Dan Meyer spliced together scenes from various movies where knowledge of mathematics is denigrated. Since a big part of my job is instilling confidence in my students that they can indeed succeed in my classes, it’s a little depressing to see that I have a big opponent in popular culture.

This video has the occasional PG language and innuendo, while I prefer to keep my classes rated G to every extent possible.

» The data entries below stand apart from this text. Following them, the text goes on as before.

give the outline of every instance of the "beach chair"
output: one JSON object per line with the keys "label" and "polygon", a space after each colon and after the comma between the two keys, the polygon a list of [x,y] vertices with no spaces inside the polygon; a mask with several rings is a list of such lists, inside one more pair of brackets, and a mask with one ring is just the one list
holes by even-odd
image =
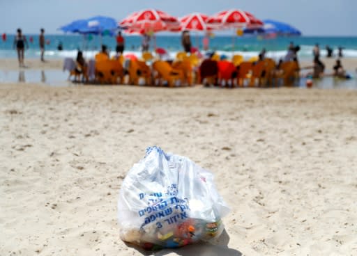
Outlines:
{"label": "beach chair", "polygon": [[248,60],[248,62],[257,62],[259,60],[259,58],[258,58],[258,56],[252,56],[252,57],[250,57]]}
{"label": "beach chair", "polygon": [[241,55],[234,55],[231,58],[231,62],[236,67],[244,61],[244,58]]}
{"label": "beach chair", "polygon": [[221,86],[223,82],[227,85],[229,83],[231,86],[234,86],[234,81],[237,77],[237,70],[236,66],[230,61],[220,61],[218,63],[218,83]]}
{"label": "beach chair", "polygon": [[175,61],[172,63],[172,67],[182,70],[183,72],[184,81],[183,83],[188,86],[192,85],[192,66],[189,59]]}
{"label": "beach chair", "polygon": [[258,81],[258,86],[261,85],[261,79],[265,76],[265,65],[264,61],[258,61],[255,63],[252,67],[252,74],[250,77],[250,86],[255,86],[257,81]]}
{"label": "beach chair", "polygon": [[250,78],[252,63],[251,62],[243,61],[237,67],[238,70],[238,84],[241,86],[244,86],[245,81]]}
{"label": "beach chair", "polygon": [[201,63],[199,67],[199,83],[218,85],[218,62],[211,59],[206,59]]}
{"label": "beach chair", "polygon": [[153,56],[150,51],[144,51],[142,53],[142,58],[144,61],[151,61],[153,60]]}
{"label": "beach chair", "polygon": [[68,80],[75,77],[75,81],[86,81],[89,80],[88,67],[77,63],[71,58],[66,58],[63,63],[63,71],[69,71]]}
{"label": "beach chair", "polygon": [[155,80],[158,80],[158,84],[160,86],[162,85],[162,81],[165,81],[169,87],[174,87],[178,83],[182,83],[185,80],[183,72],[172,68],[166,61],[155,61],[153,63],[153,69],[156,72]]}
{"label": "beach chair", "polygon": [[183,61],[187,58],[187,54],[185,51],[178,51],[176,54],[176,61]]}
{"label": "beach chair", "polygon": [[275,62],[272,58],[265,58],[265,76],[262,77],[262,84],[264,86],[272,86],[275,70]]}
{"label": "beach chair", "polygon": [[109,60],[109,57],[107,54],[103,54],[102,52],[98,53],[94,56],[94,59],[96,60],[96,62],[99,62],[102,61],[107,61]]}
{"label": "beach chair", "polygon": [[130,61],[128,72],[130,84],[139,85],[140,78],[145,79],[145,85],[151,84],[151,71],[145,61]]}
{"label": "beach chair", "polygon": [[218,54],[214,54],[212,57],[211,57],[211,59],[212,61],[220,61],[220,56],[219,56]]}
{"label": "beach chair", "polygon": [[96,62],[96,80],[100,83],[117,84],[123,82],[124,70],[119,61],[106,60]]}

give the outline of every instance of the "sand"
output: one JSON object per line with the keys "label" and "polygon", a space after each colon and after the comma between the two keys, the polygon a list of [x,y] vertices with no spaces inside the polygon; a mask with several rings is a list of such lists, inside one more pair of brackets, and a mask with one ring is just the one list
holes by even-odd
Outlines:
{"label": "sand", "polygon": [[[357,72],[357,58],[342,58],[342,65],[346,70],[355,73]],[[321,61],[325,64],[326,70],[332,70],[335,65],[336,58],[321,58]],[[48,70],[61,70],[63,65],[63,61],[61,59],[49,58],[45,63],[41,62],[37,58],[25,58],[25,65],[28,69]],[[312,59],[301,60],[301,67],[307,67],[312,65]],[[17,59],[3,58],[0,59],[0,70],[17,70],[19,64]],[[24,70],[24,69],[23,69]],[[26,68],[24,69],[26,70]]]}
{"label": "sand", "polygon": [[148,146],[215,175],[213,245],[156,255],[357,255],[357,91],[0,85],[0,255],[140,255],[123,179]]}

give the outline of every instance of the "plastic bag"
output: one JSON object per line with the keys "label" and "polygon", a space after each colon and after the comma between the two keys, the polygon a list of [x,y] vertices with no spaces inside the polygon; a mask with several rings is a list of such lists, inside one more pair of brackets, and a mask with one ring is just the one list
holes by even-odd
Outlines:
{"label": "plastic bag", "polygon": [[149,147],[121,186],[120,235],[146,250],[208,241],[223,231],[221,218],[229,211],[211,173],[186,157]]}

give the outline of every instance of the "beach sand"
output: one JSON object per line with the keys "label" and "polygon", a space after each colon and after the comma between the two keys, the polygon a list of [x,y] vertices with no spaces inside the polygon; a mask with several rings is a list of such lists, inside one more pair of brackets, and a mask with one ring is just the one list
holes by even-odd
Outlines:
{"label": "beach sand", "polygon": [[[350,72],[357,72],[357,58],[342,58],[342,65],[346,70]],[[321,61],[325,64],[328,70],[332,70],[336,61],[335,58],[321,58]],[[62,70],[63,60],[61,59],[47,59],[45,63],[41,62],[37,58],[25,58],[25,65],[28,69],[33,70]],[[301,67],[307,67],[312,65],[312,58],[311,60],[303,59],[300,61]],[[17,70],[19,64],[17,59],[3,58],[0,59],[0,70]]]}
{"label": "beach sand", "polygon": [[144,253],[120,240],[116,202],[154,145],[211,170],[231,208],[214,245],[156,255],[357,255],[356,90],[18,83],[0,99],[1,255]]}

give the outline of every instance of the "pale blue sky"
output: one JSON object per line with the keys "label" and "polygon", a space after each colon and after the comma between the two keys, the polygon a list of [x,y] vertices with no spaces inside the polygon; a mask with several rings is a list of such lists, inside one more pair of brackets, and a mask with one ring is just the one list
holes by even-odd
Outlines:
{"label": "pale blue sky", "polygon": [[240,8],[260,19],[289,23],[305,35],[357,35],[357,0],[0,0],[0,33],[47,33],[70,22],[101,15],[121,20],[130,13],[154,8],[175,16],[212,15]]}

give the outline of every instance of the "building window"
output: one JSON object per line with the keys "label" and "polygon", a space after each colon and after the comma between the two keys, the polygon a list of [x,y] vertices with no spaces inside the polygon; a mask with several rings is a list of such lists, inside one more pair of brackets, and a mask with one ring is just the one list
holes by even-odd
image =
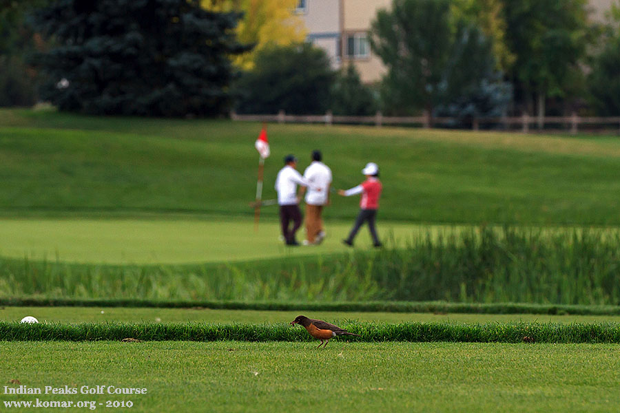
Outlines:
{"label": "building window", "polygon": [[368,57],[370,54],[370,47],[366,33],[348,34],[345,37],[344,55],[352,59]]}

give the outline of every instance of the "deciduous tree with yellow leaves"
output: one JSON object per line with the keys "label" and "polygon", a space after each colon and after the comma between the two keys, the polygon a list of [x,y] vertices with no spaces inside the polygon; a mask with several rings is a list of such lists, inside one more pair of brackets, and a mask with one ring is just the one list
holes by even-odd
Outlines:
{"label": "deciduous tree with yellow leaves", "polygon": [[242,43],[256,45],[251,52],[235,57],[244,70],[254,67],[256,53],[269,45],[301,43],[306,37],[303,21],[294,13],[298,0],[202,0],[203,7],[216,11],[242,12],[237,26]]}

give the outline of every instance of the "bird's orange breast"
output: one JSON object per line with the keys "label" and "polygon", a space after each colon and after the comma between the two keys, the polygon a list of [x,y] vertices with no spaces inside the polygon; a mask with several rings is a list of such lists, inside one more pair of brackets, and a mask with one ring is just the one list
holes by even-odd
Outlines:
{"label": "bird's orange breast", "polygon": [[306,327],[306,330],[308,330],[310,335],[320,340],[329,340],[334,335],[333,332],[331,330],[321,330],[320,328],[317,328],[314,324],[310,324]]}

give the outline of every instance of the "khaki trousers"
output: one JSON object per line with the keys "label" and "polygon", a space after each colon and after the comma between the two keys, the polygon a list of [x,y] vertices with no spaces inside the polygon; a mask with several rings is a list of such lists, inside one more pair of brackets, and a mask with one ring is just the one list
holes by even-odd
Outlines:
{"label": "khaki trousers", "polygon": [[316,236],[323,231],[322,205],[306,204],[306,238],[308,242],[313,244]]}

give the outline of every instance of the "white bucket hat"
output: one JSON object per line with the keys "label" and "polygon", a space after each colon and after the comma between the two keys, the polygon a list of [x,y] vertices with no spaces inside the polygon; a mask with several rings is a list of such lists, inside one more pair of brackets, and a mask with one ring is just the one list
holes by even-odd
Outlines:
{"label": "white bucket hat", "polygon": [[379,172],[379,167],[373,162],[369,162],[366,164],[366,167],[362,169],[362,173],[364,175],[376,175]]}

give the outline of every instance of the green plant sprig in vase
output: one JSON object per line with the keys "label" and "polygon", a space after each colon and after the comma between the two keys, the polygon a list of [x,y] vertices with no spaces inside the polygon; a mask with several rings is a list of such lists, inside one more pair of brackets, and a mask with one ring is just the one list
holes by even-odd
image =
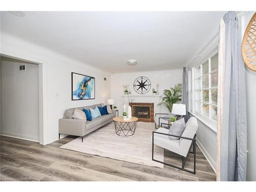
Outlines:
{"label": "green plant sprig in vase", "polygon": [[169,124],[173,124],[173,122],[177,120],[177,117],[175,116],[172,116],[169,119]]}
{"label": "green plant sprig in vase", "polygon": [[162,101],[158,105],[163,105],[172,113],[173,104],[181,101],[182,92],[182,85],[181,83],[176,84],[174,88],[170,88],[169,90],[164,90]]}

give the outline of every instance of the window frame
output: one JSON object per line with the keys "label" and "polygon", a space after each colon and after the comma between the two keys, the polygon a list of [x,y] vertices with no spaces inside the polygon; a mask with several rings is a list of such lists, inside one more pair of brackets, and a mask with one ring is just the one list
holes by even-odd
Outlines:
{"label": "window frame", "polygon": [[[193,107],[192,107],[192,112],[193,113],[197,114],[197,115],[202,116],[202,117],[205,119],[207,118],[210,121],[212,121],[214,123],[217,123],[217,120],[212,118],[212,106],[217,106],[218,104],[218,100],[217,103],[215,104],[212,102],[212,90],[217,90],[218,91],[218,84],[217,87],[211,87],[211,74],[216,72],[219,70],[219,69],[217,69],[212,71],[211,70],[211,59],[212,57],[215,56],[216,55],[218,54],[218,51],[215,51],[212,54],[211,54],[209,57],[205,58],[202,60],[203,61],[201,62],[199,65],[196,65],[194,67],[192,68],[192,102],[193,102]],[[203,74],[203,65],[205,64],[205,63],[208,65],[208,72],[207,73]],[[199,76],[196,76],[196,71],[198,70],[198,69],[200,69],[200,75]],[[203,78],[205,77],[206,75],[208,75],[208,86],[207,88],[203,88]],[[196,85],[196,82],[197,80],[200,80],[200,87],[198,89],[198,85]],[[203,101],[203,91],[204,90],[208,90],[208,102]],[[200,91],[200,98],[198,98],[199,100],[196,99],[196,93],[197,91]],[[196,111],[196,102],[199,103],[199,106],[200,108],[200,111]],[[208,111],[208,115],[205,115],[203,113],[203,104],[206,104],[209,105],[209,111]]]}

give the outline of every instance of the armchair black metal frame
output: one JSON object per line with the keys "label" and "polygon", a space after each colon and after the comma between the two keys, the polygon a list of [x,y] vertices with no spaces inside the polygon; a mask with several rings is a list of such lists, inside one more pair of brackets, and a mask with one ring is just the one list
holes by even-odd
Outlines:
{"label": "armchair black metal frame", "polygon": [[[190,146],[189,147],[189,149],[188,150],[188,152],[187,152],[187,155],[186,155],[186,157],[182,156],[180,155],[177,154],[176,154],[176,153],[175,153],[176,154],[177,154],[177,155],[178,155],[179,156],[181,156],[182,158],[182,165],[181,167],[179,167],[178,166],[172,165],[172,164],[169,164],[169,163],[165,163],[164,162],[162,162],[162,161],[159,161],[159,160],[157,160],[156,159],[154,159],[154,134],[161,134],[161,135],[167,135],[167,136],[173,136],[173,137],[178,137],[180,139],[180,138],[182,138],[182,139],[188,139],[188,140],[192,140],[192,142],[191,143],[191,145],[190,145]],[[192,138],[188,138],[188,137],[181,137],[181,136],[177,136],[177,135],[167,134],[165,134],[165,133],[159,133],[159,132],[153,132],[153,137],[152,137],[152,160],[154,161],[158,162],[160,163],[162,163],[162,164],[164,164],[165,165],[167,165],[167,166],[171,166],[172,167],[178,168],[179,169],[181,169],[181,170],[184,170],[185,172],[188,172],[188,173],[191,173],[191,174],[196,174],[196,136],[197,136],[197,135],[195,134],[195,136],[194,136],[194,138],[192,139]],[[193,146],[193,152],[190,152],[191,148],[192,146]],[[173,153],[174,153],[174,152],[173,152]],[[192,154],[194,154],[194,171],[193,172],[191,171],[190,170],[188,170],[188,169],[185,169],[185,168],[184,168],[184,166],[185,166],[185,164],[186,163],[186,162],[187,161],[187,158],[188,157],[188,155],[189,155],[190,153],[192,153]]]}
{"label": "armchair black metal frame", "polygon": [[[168,113],[156,113],[155,116],[156,117],[157,115],[169,115]],[[160,119],[167,119],[166,117],[158,117],[158,128],[160,127]],[[157,129],[157,123],[155,122],[155,128]]]}

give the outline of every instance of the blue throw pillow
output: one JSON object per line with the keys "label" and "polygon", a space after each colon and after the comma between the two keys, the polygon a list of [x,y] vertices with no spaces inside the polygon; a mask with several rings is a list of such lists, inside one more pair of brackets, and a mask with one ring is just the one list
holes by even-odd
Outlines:
{"label": "blue throw pillow", "polygon": [[108,109],[106,109],[106,105],[102,107],[98,106],[98,108],[99,108],[99,112],[100,112],[100,114],[101,114],[101,115],[109,115],[109,113],[108,113]]}
{"label": "blue throw pillow", "polygon": [[99,108],[97,106],[94,109],[90,108],[90,111],[91,112],[91,114],[92,114],[93,119],[101,116]]}
{"label": "blue throw pillow", "polygon": [[87,110],[86,108],[82,109],[82,111],[84,112],[86,116],[86,120],[88,121],[91,121],[92,119],[92,115],[90,113],[90,112]]}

Some time ago, Dan was kind enough to post the original movie sources for this clip, and someday I might edit down this clip to something that I would be comfortable showing in class.

A rejoinder to “Is Algebra Necessary?”

From a terrific article “Reflections on Mathematics and Democracy” by Lynn Arthur Steen, a past president of the Mathematical Association of America.

So we face three distinct challenges:

– Addressing the many weaknesses evident in mathematical learning;

– Reducing the gulf between the traditional pre-calculus curriculum and the quantitative needs of life, work, and citizenship;

– Teaching mathematics in a way that encourages transfer—for citizenship, for career, and for further study.

I suggest that these three challenges are manifestations of a single problem, and that all three can be addressed in the same way:  by organizing the curriculum to pay greater attention to the goal of transferable knowledge and skills.

There are many ways to accomplish this, for example:

– by embedding mathematics in courses focused on applications of mathematics;

– by team-taught cross-disciplinary courses that blend mathematics with other subjects in which mathematical thinking arises (e.g., genetics, personal finance, medical technology);

– by project-focused curricula in which all school subjects are submerged into a class group project (e.g., design a solar powered car).

– by career-focused curricula in which a cohort of students focuses all their school work on particular career areas (e.g., technology, communications, or business).